Wednesday, January 30, 2008

How Much Does it Hurt? How Australian Businesses Think About the Costs and Gains of Compliance with the Trade Practices Act

Posted by D. Daniel Sokol

Christine E. Parker, University of Melbourne - Law School and Vibeke Lehmann Nielsen, University of Aarhus - Department of Political Science have an interesting data set that measures business perceptions of Austrlian competition law in their article How Much Does it Hurt? How Australian Businesses Think About the Costs and Gains of Compliance with the Trade Practices Act.  This paper is one of a number of papers by the authors to use the data set.  Keep them coming!

ABSTRACT: For the last fifteen years the Australian Competition and Consumer Commission (ACCC) has actively encouraged, and sometimes forced, Australian businesses to implement internal competition and consumer protection compliance programs in order to improve compliance amongst a wider range of businesses than can be reached by enforcement action alone.

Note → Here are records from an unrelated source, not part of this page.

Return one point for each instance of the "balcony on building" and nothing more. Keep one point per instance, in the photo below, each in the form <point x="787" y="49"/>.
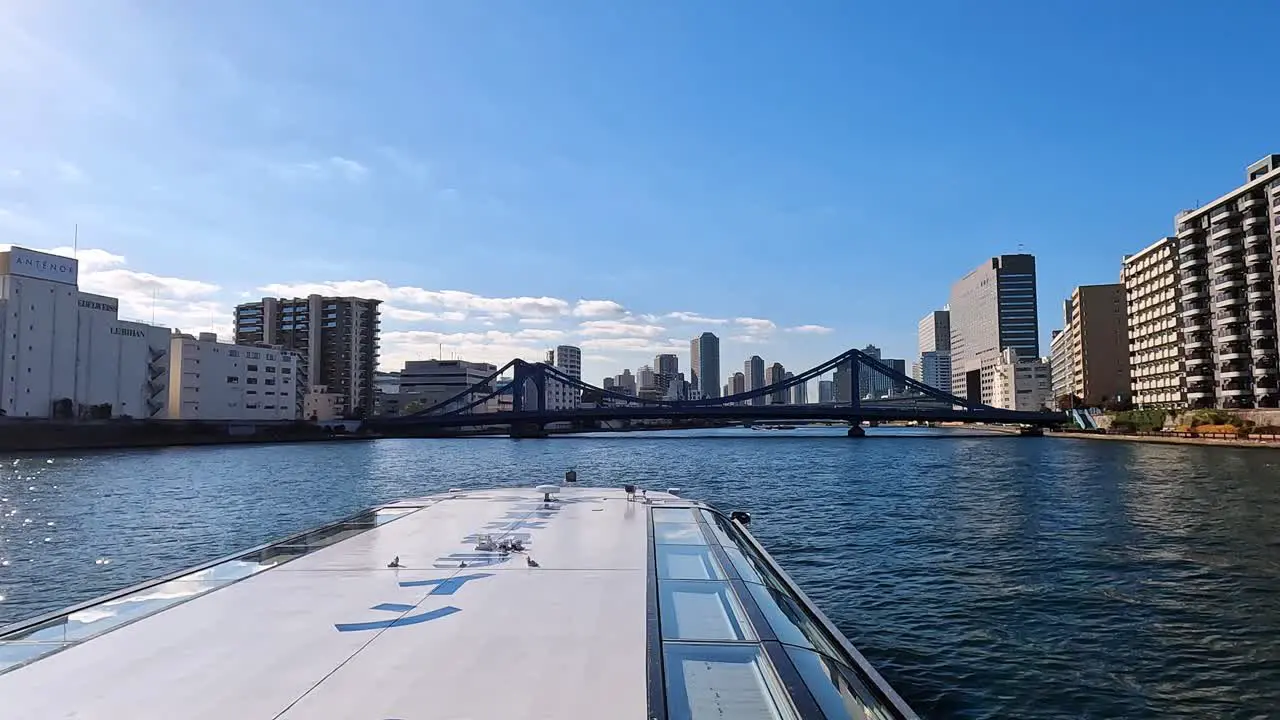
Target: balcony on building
<point x="1228" y="282"/>
<point x="1194" y="308"/>
<point x="1229" y="264"/>
<point x="1198" y="340"/>
<point x="1252" y="200"/>
<point x="1224" y="232"/>
<point x="1191" y="263"/>
<point x="1240" y="368"/>
<point x="1261" y="274"/>
<point x="1223" y="213"/>
<point x="1200" y="372"/>
<point x="1234" y="332"/>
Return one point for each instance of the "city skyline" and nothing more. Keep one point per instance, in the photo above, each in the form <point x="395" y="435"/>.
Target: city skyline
<point x="485" y="231"/>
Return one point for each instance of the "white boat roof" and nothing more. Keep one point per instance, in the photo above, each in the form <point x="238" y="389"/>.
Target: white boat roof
<point x="319" y="627"/>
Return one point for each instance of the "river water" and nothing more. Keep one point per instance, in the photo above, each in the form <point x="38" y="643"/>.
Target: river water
<point x="986" y="577"/>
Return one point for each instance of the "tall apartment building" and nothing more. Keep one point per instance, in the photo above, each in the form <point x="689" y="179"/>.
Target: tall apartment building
<point x="1228" y="295"/>
<point x="337" y="338"/>
<point x="219" y="381"/>
<point x="1061" y="374"/>
<point x="1098" y="343"/>
<point x="753" y="370"/>
<point x="992" y="308"/>
<point x="776" y="373"/>
<point x="736" y="383"/>
<point x="933" y="347"/>
<point x="568" y="360"/>
<point x="68" y="354"/>
<point x="1020" y="383"/>
<point x="704" y="364"/>
<point x="1156" y="377"/>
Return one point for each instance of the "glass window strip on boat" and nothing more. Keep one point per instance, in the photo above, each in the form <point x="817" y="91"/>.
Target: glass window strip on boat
<point x="24" y="642"/>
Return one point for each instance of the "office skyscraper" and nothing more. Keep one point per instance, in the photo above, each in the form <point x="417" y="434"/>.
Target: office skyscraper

Have Australian businesses implemented the type of internal management systems and controls that the ACCC, industry best practice and research evidence see as desirable for trade practices compliance? This paper presents data from a survey of 999 of the largest Australian businesses on the extent to which they have implemented trade practices compliance systems. These data show that on the whole Australian business implementation of trade practices compliance systems is partial, symbolic and half-hearted. But ACCC enforcement action does improve compliance system implementation.